黎庭蒲攥起斯蒂文的手背,金属戒指蹭着软嫩的脸颊,试探性地从婚姻聊起道:
“有些时候,我回想起自己必然要结婚,会非常恐慌,你第一次结婚的时候也是这样吗?”
斯蒂文想到婚姻,忍不住抿唇,泄露脆弱地倾诉道:“只要选对伴侣肯定不会存在恐慌,但我们身处漩涡,不得不选择能够渡过去的人……或者你可以像参议长一样,保持单身主义。
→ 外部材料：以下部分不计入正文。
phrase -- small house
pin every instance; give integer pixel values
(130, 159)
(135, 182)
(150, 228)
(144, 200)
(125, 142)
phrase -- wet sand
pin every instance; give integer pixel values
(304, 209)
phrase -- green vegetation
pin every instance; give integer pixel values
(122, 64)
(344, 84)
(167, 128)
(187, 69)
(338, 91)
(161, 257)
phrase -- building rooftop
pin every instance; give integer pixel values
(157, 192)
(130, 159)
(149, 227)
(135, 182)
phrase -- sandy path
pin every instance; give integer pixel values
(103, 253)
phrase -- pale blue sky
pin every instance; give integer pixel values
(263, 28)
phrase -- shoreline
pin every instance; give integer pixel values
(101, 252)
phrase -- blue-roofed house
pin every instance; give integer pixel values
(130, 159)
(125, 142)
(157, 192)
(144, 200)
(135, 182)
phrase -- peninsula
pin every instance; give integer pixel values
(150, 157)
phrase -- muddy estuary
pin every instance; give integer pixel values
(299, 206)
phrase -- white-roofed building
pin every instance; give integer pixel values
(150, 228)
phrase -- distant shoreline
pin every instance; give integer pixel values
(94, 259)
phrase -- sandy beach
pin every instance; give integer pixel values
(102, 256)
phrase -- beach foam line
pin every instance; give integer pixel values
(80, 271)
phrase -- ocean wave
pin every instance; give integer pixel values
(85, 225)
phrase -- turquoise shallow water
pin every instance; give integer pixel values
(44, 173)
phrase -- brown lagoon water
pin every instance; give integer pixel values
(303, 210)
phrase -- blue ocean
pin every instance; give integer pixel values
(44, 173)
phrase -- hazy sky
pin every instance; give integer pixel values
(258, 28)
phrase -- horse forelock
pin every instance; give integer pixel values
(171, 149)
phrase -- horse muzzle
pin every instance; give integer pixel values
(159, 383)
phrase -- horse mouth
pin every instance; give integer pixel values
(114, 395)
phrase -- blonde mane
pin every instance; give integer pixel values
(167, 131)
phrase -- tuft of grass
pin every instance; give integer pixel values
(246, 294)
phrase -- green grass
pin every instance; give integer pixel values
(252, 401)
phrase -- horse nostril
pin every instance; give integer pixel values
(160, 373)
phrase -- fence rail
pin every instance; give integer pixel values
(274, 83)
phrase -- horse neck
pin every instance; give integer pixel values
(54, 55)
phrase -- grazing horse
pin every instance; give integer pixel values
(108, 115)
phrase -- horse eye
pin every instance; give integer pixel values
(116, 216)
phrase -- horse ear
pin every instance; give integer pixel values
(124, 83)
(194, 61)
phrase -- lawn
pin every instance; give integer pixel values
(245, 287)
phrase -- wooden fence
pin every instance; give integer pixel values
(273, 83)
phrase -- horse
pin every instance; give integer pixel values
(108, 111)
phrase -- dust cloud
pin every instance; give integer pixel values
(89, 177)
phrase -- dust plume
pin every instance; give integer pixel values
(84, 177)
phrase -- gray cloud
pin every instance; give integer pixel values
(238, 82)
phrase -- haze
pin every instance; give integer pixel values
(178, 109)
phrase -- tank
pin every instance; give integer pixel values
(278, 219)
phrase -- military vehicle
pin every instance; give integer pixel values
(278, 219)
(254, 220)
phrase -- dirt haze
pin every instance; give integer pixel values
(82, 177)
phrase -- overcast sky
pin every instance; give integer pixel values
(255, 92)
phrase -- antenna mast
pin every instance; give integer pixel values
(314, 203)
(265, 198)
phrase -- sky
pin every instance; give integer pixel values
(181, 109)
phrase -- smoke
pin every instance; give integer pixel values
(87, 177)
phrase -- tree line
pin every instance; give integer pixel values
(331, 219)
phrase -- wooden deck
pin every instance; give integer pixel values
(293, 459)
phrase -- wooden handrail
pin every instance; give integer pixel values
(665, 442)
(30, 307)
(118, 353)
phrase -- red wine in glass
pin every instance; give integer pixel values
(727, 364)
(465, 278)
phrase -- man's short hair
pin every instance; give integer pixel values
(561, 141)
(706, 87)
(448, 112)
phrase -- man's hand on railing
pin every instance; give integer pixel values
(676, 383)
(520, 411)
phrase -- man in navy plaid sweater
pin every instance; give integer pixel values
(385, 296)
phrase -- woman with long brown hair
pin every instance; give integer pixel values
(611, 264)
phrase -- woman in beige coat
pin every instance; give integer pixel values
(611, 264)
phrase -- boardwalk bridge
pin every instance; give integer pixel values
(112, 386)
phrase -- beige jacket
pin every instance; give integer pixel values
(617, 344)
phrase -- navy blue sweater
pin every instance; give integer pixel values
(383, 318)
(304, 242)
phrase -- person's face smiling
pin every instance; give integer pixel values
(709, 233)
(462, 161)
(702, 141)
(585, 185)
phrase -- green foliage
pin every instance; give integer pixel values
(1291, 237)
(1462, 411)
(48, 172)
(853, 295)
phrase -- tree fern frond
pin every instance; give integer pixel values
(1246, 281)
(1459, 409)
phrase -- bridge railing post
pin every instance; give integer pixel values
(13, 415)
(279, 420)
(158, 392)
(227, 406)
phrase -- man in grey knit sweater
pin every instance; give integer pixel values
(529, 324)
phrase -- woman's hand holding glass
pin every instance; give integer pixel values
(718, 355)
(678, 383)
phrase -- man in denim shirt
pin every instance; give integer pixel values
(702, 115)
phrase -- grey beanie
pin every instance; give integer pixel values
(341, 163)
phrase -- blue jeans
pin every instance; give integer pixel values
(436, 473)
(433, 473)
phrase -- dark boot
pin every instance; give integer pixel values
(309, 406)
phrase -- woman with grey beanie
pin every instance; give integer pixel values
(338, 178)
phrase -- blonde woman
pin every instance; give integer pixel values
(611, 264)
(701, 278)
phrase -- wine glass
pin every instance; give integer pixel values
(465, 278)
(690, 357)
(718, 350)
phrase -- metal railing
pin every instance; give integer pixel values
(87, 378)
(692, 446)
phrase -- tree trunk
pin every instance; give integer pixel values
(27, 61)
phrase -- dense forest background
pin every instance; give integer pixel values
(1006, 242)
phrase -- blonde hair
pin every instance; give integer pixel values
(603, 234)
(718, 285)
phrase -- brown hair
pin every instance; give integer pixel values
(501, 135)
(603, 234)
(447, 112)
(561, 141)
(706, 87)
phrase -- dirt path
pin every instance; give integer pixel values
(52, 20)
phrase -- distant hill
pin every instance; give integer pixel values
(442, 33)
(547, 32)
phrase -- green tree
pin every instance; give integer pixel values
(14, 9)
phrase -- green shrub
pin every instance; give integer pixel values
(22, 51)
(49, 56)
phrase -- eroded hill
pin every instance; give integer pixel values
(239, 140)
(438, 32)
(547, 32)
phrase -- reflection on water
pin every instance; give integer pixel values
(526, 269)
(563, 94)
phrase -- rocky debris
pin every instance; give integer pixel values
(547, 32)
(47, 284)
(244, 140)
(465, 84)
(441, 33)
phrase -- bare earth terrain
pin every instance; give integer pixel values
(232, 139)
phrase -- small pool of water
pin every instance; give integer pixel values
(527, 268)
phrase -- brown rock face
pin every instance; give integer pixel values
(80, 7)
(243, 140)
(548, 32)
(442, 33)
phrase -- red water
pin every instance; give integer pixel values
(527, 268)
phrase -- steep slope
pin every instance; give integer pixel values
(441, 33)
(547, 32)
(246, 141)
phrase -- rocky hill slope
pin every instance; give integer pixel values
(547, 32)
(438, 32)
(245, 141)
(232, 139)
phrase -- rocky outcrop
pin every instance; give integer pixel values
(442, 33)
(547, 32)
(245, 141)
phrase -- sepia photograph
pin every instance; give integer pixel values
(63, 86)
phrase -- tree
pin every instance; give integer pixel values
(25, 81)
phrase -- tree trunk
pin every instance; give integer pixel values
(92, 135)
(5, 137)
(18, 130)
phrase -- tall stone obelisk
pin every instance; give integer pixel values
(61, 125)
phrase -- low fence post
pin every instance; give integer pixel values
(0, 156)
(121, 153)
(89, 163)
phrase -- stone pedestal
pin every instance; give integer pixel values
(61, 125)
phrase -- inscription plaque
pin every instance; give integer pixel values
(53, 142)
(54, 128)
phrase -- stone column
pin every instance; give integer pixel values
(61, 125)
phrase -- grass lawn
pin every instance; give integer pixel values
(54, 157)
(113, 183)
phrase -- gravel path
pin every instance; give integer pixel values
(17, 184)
”
“可是你舍得吗?”
黎庭蒲打断了斯蒂文的话,将手搭在他的大腿上,轻轻抚摸蹂躏。
斯蒂文在一瞬间克制不住地心脏加速跳动,他微微张唇,有些犹豫道:“可是我结过婚……”
而你这么年轻,根本不缺男人。
黎庭蒲看着斯蒂文有些痴迷地张开唇瓣,轻笑着仰起头咬着人夫的下唇瓣,舌尖舔舐着那一丁点有些软烂艳红的唇。
“唔唔……唔、别咬……”
斯蒂文抵着黎庭蒲的胸膛,喉咙翻滚,强忍着黎庭蒲咬破唇瓣的痛感,在欲望的沉浸下,这种疼被无限地放大,冲晕了大脑的理智判断。
血水混着舌头灌进了口腔里,舌头纠缠地刺激让斯蒂文双腿发软,下意识往后缩,想推开黎庭蒲。
黎庭蒲攥着斯蒂文的双手手腕往上拉,那套得体的定制西装被彻底弄乱,衬衫从腰间扯出来一小截,衬衫夹防止衬衣弄皱,却紧紧扣着大腿的软肉。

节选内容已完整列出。